Association football club in Lesotho

Bantu Football Club is a Lesotho football club based in Mafeteng. The team currently plays in the Lesotho Premier League. It last won the Premier League in the 2022–23 season with 68 points.

==History==

Bantu F.C. was formed in 1927 as Flying Sweeps of Mafeteng and later renamed Bantu F.C. The founders were the then district Commissioner Button in Consultation with the four Principal Chiefs of Mafeteng.

The team was given the name Bantu after it was alleged that the first tribes to arrive in the district were Matebele hence the chiefs had to rule different tribes and clans which were all the Bantu speaking people. Thus, the rationale behind the name was meant to unite all the tribes in Mafeteng.

The team has always been regarded as a district number one priority in Mafeteng district. The traditional colours of Bantu are black and gold which are the celebrated colours of Mafeteng district. The team is nicknamed A Mats’o Matebele and its supporters Makaota. Home stadium is Leshoboro Seeiso Sports Complex in Mafeteng, alternative stadiums are Setsoto and Maputsoe DiFA in Maseru and Leribe respectively.

==Performance in CAF competitions==
Bantu represented Lesotho for the first time in CAF Competitions by appearing at the CAF Cup Winners Cup (Confederations Cup) in 1993. Bantu was drawn against Black Africa of Namibia and for the first leg of the preliminary round; it had to travel for a long distance by bus from Mafeteng to Windhoek, Namibia only to find that their opponents won’t play because of Political instability in the country. Then, Bantu progressed to the second round where they played against Witbank Black Aces of South Africa.

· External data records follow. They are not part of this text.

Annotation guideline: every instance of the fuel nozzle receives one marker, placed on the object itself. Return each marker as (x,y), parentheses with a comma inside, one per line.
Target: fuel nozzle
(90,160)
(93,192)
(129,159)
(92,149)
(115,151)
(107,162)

- CAF Champions League: 4 appearances

 2015– preliminary round
 2017 – preliminary round
 2018 – first round
 2020 – preliminary round

- CAF Cup Winners' Cup: 2 appearances

 1994 – first round
 1998 – preliminary round

- CAF Confederation Cup: 1 appearance

 2018 – play-off round

== Honours ==

=== League ===

- Lesotho Premier League
  - Winners (5): 2013–14, 2016–17, 2017–18, 2019–20, 2022–23

=== Cup competitions ===

- Independence Cup
  - Winners (8): 1963, 1993, 1997, 2011, 2012, 2013, 2015, 2017

- Top 8 Cup
  - Winners (1): 2016

- People's Cup
  - Winners (1): 2025

==Former coaches==
- Bob Atang Mafoso
- Moeketsi Abram Mongoya
- Thabo Tsutsulupa
- Bob Atang Mafoso
- James Madidilane
- Katiso Mojakhomo
- Motlatsi Shale
- Caswell Moru
- Ntebele 'Tata Mcholene' Taole
- Mokhele Mokhele
- Lehlohonolo Thotanyane
- LES Charles Manda (2025–2026)
- LES Motheo Mohapi (2026–)

==Sponsorship==
In September 2025, the club signed a three-year M2.16 million sponsorship deal with Naledi Funeral Planners.